As I may have mentioned, I've become a bit obsessed about the history of Hawaii after reading
Unfamiliar Fishes, by Sarah Vowell. Vowell mentioned this autobiography by Queen Liliuokalani several times in her book, so I went searching for it on Kindle.
Liliuokalani, Hawaii's last queen, was a fascinating woman. She was the child of Hawaiian royalty, educated by New England missionaries in their boarding school. She had the rituals and traditions of Hawaii drilled out of her in favor of Christianity and Victorian morals. The pictures of her and her family make me laugh. She is a beautiful Hawaiian woman, with dark skin and black hair, dressed to the nines in stiff Victorian attire - corsets and shiny satins and bustles aplenty. Her husband, the Prince Consort John Owen Dominis, was white, but he adopted the English attire as well - a George V beard, long coat, sashes and sword.
Liliuokalani's life was pretty amazing. As a member of the ruling family, she traveled the islands extensively, visiting her subjects. She also crossed the United States, met with presidents and legislators, and went to England to help Queen Victoria celebrate her Golden Jubilee.
It was while she was in England, her brother, the King, was forced by the white missionaries, to sign a new constitution that ceded almost all control of the Hawaiian government to them. In Liliuokalani's telling, this was a travesty and miscarriage of justice, which it truly was. But when you read Vowell's account, you realize that there was more to it. King Kalakaua was fairly corrupt, accepting bribes from the white plantation owners in exchange for land and water rights and opium import licenses. Still, what the whites did to take over the government was wrong.
When Liliuokalani ascended the throne after her brother's death, she attempted to change the constitution to restore power to the monarchy. Her actions were entirely legal according to the constitution her brother had signed, but the Missionary Party saw her as a threat, and with the help of the US ambassador, forced her to give up the throne. They arrested her and threatened to execute her supporters with treason if she didn't abdicate. The ambassador's actions were entirely outside the law, but it didn't matter. Hawaiian sugar and fruit had become entirely too valuable to the US, and the white plantation owners were entirely too rich for the course of action to be undone.

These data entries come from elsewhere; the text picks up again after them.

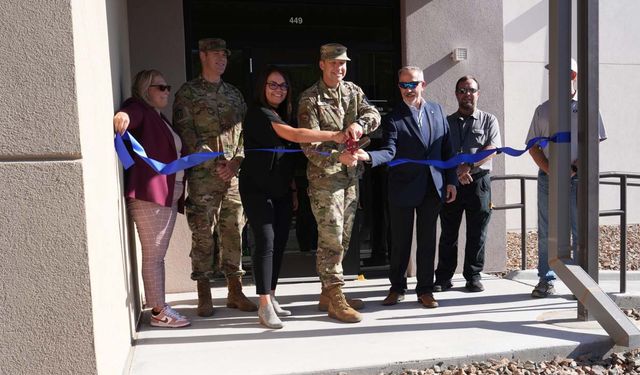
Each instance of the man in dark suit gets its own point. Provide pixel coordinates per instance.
(416, 129)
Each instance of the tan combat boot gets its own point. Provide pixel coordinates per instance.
(205, 305)
(236, 299)
(339, 309)
(323, 303)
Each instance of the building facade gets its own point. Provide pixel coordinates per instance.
(69, 294)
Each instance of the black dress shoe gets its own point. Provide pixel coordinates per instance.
(474, 286)
(393, 298)
(442, 286)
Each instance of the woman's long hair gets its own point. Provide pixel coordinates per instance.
(285, 108)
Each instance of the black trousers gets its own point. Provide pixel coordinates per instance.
(475, 201)
(269, 219)
(402, 219)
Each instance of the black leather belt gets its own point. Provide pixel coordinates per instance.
(479, 175)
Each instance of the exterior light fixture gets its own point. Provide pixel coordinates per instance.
(459, 54)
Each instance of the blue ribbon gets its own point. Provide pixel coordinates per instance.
(200, 157)
(160, 167)
(178, 164)
(561, 137)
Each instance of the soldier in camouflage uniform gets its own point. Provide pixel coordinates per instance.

Liliuokalani was kept imprisoned in the Iolani Palace for almost a year before being released to house arrest for even longer. Once she had been freed by the president of the provisional government, she traveled to the US to plead Hawaii's case with Congress and the president. She carried with her a petition signed by tens of thousands of Hawaiians, all of whom had been denied the right to vote by the constitution, protesting Hawaii's annexation by the US. Unfortunately, her efforts were to no avail. Congress voted against annexation, but the president jammed it through via a joint resolution that didn't require the same number of votes as an annexation treaty.
Liliuokalani's book ends before the joint resolution passed, which is sad. She's hopeful that the end that her people's wishes will be heard by the American government. Too bad it wasn't. Native Hawaiians have been left with almost no land and no money, kind of like the Native Americans the white people screwed over.
Sigh.
After reading so much about Hawaii, I am desperate to go there, not for the beaches, but for the history. The Hawaiian government seems to have done a good job of preserving historic locations, and I'd love to visit the schools and churches founded by the missionaries, as well as the Iolani palace.
I'm going to start saving my pennies.